Ich erinnere beispielhaft daran, dass nach der Bombardierung von Hiroshima und Nagasaki während des Koreakrieges ein erneuter Einsatz von Atombomben durch die USA unmittelbar bevorstand. Während der im Januar 1951 beginnenden nordkoreanischen Offensive verlangte der kommandierende US-General MacArthur den Abwurf von 34 Atombomben auf koreanische und chinesische Städte, um den Vormarsch zu stoppen. US-Präsident Truman war bereit, dessen Forderung nachzugeben und zog seine Zustimmung erst auf Drängen der britischen Regierung zurück.

Das Recht auf Leben
Bei der Prüfung, ob Atomwaffen Menschenrechte verletzen, steht das Recht auf Leben (Right to life) im Zentrum. Art. 6 des UN-Zivilpaktes lautet: „Jeder Mensch hat ein angeborenes Recht auf Leben. Dieses Recht ist gesetzlich zu schützen. Niemand darf willkürlich seines Lebens beraubt werden.“

Der Schutzbereich dieses Artikels deckt sich mit dem Ziel des Humanitären Völkerrechts, das Leben der an der Kriegsführung nicht unmittelbar beteiligten Zivilbevölkerung zu schonen.
Der Schutz der Menschenrechte geht aber weit darüber hinaus, denn er gilt immer und überall, also auch – aber nicht nur! – in Fällen bewaffneter Konflikte. Er ist daher u.a. auch Prüfungsmaßstab für die Rechtmäßigkeit der Entwicklung und des Testens von Atomwaffen.
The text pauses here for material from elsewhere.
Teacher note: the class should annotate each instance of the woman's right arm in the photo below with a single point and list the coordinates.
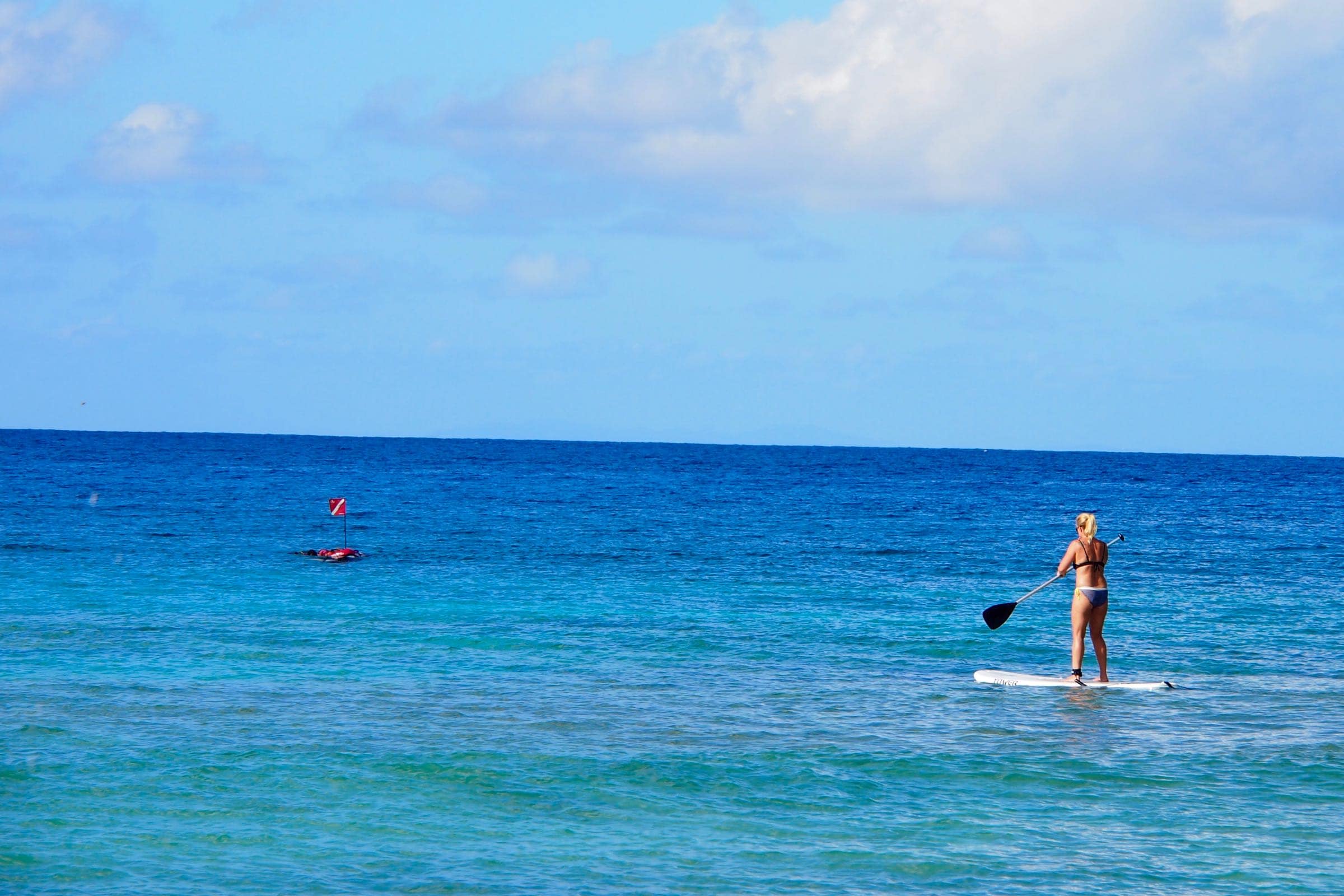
(1067, 562)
Die Tragweite des Right to life-Schutzbereichs wird präzisiert und ausgelegt durch ein von den Vereinten Nationen eingesetztes Kontrollorgan, welches die Umsetzung und Einhaltung des UN-Zivilpaktes und seiner beiden Zusatzprotokolle durch die Vertragsstaaten überwacht: den UN-Menschenrechtsausschuss (engl. Committee on Civil and Political Rights, CCPR). Das CCPR setzt sich aus 18 Sachverständigen zusammen und tagt dreimal jährlich in Genf.

Das CCPR hatte schon vor der Erstellung des IGH-Gutachtens zwei so genannte Allgemeine Bemerkungen (General Comments) zum Recht auf Leben abgegeben. Diese Allgemeinen Bemerkungen gelten als authentische Auslegung der Bestimmungen des UN-Zivilpaktes. Schon 1984 erklärte das CCPR in seiner Allgemeinen Bemerkung Nr. 14:

„Es ist offensichtlich, dass das Entwerfen, das Testen, die Herstellung, der Besitz und der Einsatz von Atomwaffen zu den größten Bedrohungen für das Recht auf Leben gehören, vor denen die Menschheit heute steht. Diese Bedrohung wird durch die Gefahr verstärkt, dass der tatsächliche Einsatz solcher Waffen nicht nur im Kriegsfall, sondern auch durch menschliche oder mechanische Fehler oder Versagen verursacht werden könnte.“

Mit seiner am 30. Oktober 2018 verabschiedeten weiteren Allgemeinen Bemerkung Nr. 36 bekräftigte und ergänzte das CCPR seine früheren Feststellungen. (2)
In Übereinstimmung mit den vom IGH getroffenen Feststellungen erklärt das CCPR,

  • dass Artikel 6 des Zivilpaktes auch in Situationen bewaffneter Konflikte gilt,
  • dass beide Rechtsbereiche (Zivilpakt und Humanitäres Völkerrecht) sich überschneiden und im Falle eines Krieges komplementär anzuwenden sind,
  • dass der Einsatz von Atomwaffen oder die Drohung mit solchem Einsatz mit der Achtung des Rechts auf Leben unvereinbar sind, weil Atomwaffen wahllos wirken und darauf ausgelegt sind, menschliches Leben und zivile Objekte in katastrophalem Ausmaß zu vernichten.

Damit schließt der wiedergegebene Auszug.